Neville and all who have responded, sincere thanks.


----------



## captaine52

Am I correct in thinking that in 1965 a 15yr old apprentice would have been indentured to the skipper and not "signed on" the ships log. I know it's forty odd years ago but I seem to remember having to sign on separate papers....... I was on the Mount Eden (see previous post) We sailed on the same day... I can't understand why my mate Angus (the 15yr old apprentice) is not on the crew list. Also Colin Kay was not on the Blue Crusader..... he was shipped onto the Mount Eden on sailing morning as we were short handed


----------



## George Tait

No, captaine52,
the apprentice would have also signed -on the log and was not "indentured" to the skipper !.
George Tait (Skipper Ex- "Mount Eden" 1969/1977)

IE; When were you aboard "M E"? during my time, get in touch it will be 
good to speak to some of my old crew...


----------



## Karen Hughson

captaine52 said:


> Am I correct in thinking that in 1965 a 15yr old apprentice would have been indentured to the skipper and not "signed on" the ships log. I know it's forty odd years ago but I seem to remember having to sign on separate papers....... I was on the Mount Eden (see previous post) We sailed on the same day... I can't understand why my mate Angus (the 15yr old apprentice) is not on the crew list. Also Colin Kay was not on the Blue Crusader..... he was shipped onto the Mount Eden on sailing morning as we were short handed


My Uncle, Alfred Copland Jnr, was lost on the Blue Crusader (age 19).... As far as I know Colin Kay was on the Blue Crusader, I know that my Uncle Alfred was not supposed to be on the Blue Crusader, I think he was usually on the red Crusader, but he was asked to go at the last minute because they were short handed.... There was a report yesterday in the Evening Express in Aberdeen that they believe divers may have found the wreckage of the Blue Crusader off Orkney...I was just 3 months old when he was lost...my mother is understandably shocked and very emotional at this news.

Karen


----------



## basingstoke

I'm related to Sandy Grubb who was lost on the boat. I've been told that it was in the Aberdeen Citizen or Express yesterday but try as I might, I cant get a link to the story. if it appears anywhere I'd be grateful for a pointer

http://www.trawlerphotos.co.uk/gallery/showphoto.php?photo=90861


----------



## Karen Hughson

basingstoke said:


> I'm related to Sandy Grubb who was lost on the boat.
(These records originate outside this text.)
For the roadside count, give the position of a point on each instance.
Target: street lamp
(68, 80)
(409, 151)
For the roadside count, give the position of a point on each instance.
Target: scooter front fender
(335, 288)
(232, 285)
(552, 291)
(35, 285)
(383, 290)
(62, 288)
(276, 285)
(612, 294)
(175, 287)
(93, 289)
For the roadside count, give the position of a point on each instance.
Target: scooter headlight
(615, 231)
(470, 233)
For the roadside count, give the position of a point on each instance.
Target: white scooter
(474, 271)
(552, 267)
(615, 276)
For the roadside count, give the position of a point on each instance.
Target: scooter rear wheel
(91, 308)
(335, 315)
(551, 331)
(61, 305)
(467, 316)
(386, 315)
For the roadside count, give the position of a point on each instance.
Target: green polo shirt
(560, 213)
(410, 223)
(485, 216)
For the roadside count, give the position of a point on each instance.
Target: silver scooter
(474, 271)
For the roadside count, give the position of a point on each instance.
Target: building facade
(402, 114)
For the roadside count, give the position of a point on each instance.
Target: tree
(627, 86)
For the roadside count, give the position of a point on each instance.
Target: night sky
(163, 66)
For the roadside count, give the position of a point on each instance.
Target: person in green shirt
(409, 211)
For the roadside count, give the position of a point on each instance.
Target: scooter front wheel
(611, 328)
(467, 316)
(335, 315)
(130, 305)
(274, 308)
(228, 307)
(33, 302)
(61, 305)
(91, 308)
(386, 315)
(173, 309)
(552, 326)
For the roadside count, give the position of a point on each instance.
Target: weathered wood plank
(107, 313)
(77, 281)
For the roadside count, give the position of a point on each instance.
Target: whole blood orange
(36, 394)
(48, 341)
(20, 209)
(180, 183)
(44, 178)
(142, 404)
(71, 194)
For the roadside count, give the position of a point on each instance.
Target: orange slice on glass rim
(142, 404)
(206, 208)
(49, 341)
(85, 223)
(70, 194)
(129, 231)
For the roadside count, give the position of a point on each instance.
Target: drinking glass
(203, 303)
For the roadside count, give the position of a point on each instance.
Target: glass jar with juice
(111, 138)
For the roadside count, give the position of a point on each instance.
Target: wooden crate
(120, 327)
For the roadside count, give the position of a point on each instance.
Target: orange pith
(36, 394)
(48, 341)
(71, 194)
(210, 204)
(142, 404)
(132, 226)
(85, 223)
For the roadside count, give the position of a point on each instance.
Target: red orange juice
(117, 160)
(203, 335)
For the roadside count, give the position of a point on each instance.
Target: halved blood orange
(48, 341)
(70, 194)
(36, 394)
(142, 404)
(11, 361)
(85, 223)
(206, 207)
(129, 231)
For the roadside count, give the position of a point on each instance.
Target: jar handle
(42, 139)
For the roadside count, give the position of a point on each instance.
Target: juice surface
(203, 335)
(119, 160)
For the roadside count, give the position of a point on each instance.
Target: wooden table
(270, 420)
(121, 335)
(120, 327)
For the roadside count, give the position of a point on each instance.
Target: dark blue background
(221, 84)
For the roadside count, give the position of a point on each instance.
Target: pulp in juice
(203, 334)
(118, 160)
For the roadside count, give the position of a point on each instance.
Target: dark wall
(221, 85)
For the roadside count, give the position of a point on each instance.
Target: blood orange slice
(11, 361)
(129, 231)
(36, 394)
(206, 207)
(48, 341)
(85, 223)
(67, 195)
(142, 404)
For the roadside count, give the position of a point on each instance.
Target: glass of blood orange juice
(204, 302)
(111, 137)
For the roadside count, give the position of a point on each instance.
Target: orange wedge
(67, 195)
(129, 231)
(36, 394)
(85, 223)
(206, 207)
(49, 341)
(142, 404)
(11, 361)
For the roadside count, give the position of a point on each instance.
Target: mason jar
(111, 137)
I've been told that it was in the Aberdeen Citizen or Express yesterday but try as I might, I cant get a link to the story. if it appears anywhere I'd be grateful for a pointer
> 
> http://www.trawlerphotos.co.uk/gallery/showphoto.php?photo=90861


Hi there...I have given the article to my mum...I also tried to locate it on the Evening Express online...but couldnt link to it....If you can email me your email address I will borrow the clipping and scan it and email it to you...you can get me at ........ *email address removed in line with site policy.* 
Please contact each other using our Private Message facility and exchange addresses that way. (Thumb)


----------



## basingstoke

Will do Karen, thank you


----------



## john fraser

basingstoke said:


> I'm related to Sandy Grubb who was lost on the boat. I've been told that it was in the Aberdeen Citizen or Express yesterday but try as I might, I cant get a link to the story. if it appears anywhere I'd be grateful for a pointer
> 
> http://www.trawlerphotos.co.uk/gallery/showphoto.php?photo=90861


There is an article about the Blue Crusader in todays Press & Journal.
www.pressandjournal.co.uk


----------



## basingstoke

john fraser said:


> There is an article about the Blue Crusader in todays Press & Journal.
> www.pressandjournal.co.uk


Thank's John, we'll get someone to send a paper copy down, can't find a link to the story


----------



## IAINT

A wreck has been discovered off the coast of Orkney, but at this time it has not been confirmed as that of the 'Blue Crusader'. 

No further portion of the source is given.